The product is similar to karasumi, the softer cured mullet roe from Japan, Guneoran, the cured mullet or freshwater drum from Korea and East Asia.


The English name, bottarga, was borrowed from Italian. The Italian form is thought to have been introduced from the Arabic buṭarḫah بطارخة (plural buṭariḫ بطارخ), but ultimately derives from Byzantine Greek ᾠοτάριχον (oiotárikhon) < ᾠόν 'egg' + τάριχον 'pickled'.[1][2][3]

The Italian form can be dated to ca. 1500, since the Greek form transliterated into Latin as ova tarycha occurs in Bartolomeo Platina's De Honesta Voluptate (ca. 1474), the earliest printed cookbook, and an Italian manuscript dating shortly afterward that "closely parallels" this cookbook attests to botarghe in the corresponding passage.  The first mention of the Greek form (oiotárikhon) occurs in the eleventh century in the writings of Simeon Seth, who denounced the food as something to be "avoided totally", although a similar phrase may have been in use since antiquity in the same denotation.

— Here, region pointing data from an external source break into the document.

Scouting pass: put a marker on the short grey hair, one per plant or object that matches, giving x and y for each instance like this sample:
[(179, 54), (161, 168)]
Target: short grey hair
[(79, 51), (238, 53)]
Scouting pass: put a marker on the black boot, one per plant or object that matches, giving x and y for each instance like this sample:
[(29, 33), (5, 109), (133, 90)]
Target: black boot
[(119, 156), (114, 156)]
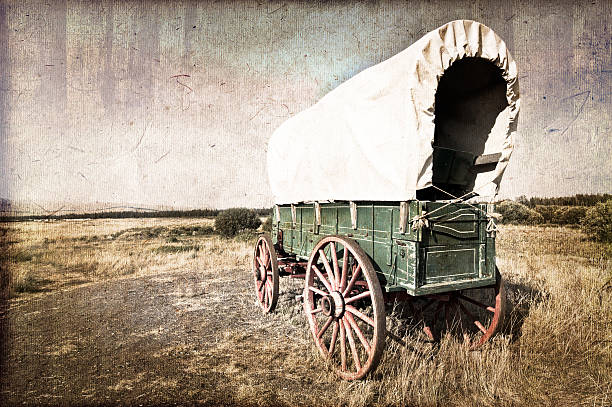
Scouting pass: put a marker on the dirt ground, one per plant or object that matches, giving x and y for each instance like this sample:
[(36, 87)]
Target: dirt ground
[(150, 340)]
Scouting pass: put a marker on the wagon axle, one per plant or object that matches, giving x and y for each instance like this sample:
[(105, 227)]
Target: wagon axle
[(332, 305)]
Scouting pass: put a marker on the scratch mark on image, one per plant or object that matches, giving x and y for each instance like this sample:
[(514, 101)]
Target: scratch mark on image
[(588, 93), (162, 157)]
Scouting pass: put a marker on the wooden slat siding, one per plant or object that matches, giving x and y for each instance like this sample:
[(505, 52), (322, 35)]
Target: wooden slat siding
[(461, 253)]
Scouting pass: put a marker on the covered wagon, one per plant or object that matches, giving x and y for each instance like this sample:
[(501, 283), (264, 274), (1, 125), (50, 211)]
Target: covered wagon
[(383, 192)]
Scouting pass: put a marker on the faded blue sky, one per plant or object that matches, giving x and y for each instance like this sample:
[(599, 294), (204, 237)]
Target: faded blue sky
[(172, 103)]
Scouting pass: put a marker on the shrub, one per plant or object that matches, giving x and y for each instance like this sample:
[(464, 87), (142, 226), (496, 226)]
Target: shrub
[(514, 212), (597, 223), (231, 221), (569, 215), (547, 212)]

It has been suggested that the Coptic outarakhon might be the intermediate form between Greek and Arabic, whereas examination of dialectical variants of Greek ᾠόν'egg' include Pontic Greek ὠβόν (traditionally where the mullets are caught) and ὀβό or βό in parts of Asia Minor. The modern Greek name comes from the Byzantine Greek, substituting the modern word αυγό for the ancient word ᾠóν.


Bottarga is made chiefly from the roe pouch of grey mullet. Sometimes it is prepared from Atlantic bluefin tuna (bottarga di tonno rosso) or yellowfin tuna. It is massaged by hand to eliminate air pockets, then dried and cured in sea salt for a few weeks. The result is a hard, dry slab that sometimes is coated in beeswax for preservation purposes. Not all bottarga is coated in beeswax as some producers simply keep intact the natural casing of the roe, which contains the eggs securely once dried and salted. The curing time may vary depending on the producer and the desired texture as well as the preference of the consumers, which varies by country.


Where the best bottarga comes from ? 


From Italy, where it is best known in Sicilian and Sardinian cuisine as bottarga; its culinary properties may be compared to those of dry anchovies, although it is much more expensive. Often, it is served with olive oil or lemon juice as an appetizer accompanied by bread or crostini. It is also used in pasta dishes.


Bottarga is categorized as a Traditional food product (prodotto agroalimentare tradizionale). It varies by region, in particular, is produced in Sardinia from flathead mullet and in Sicily from Bluefin tuna.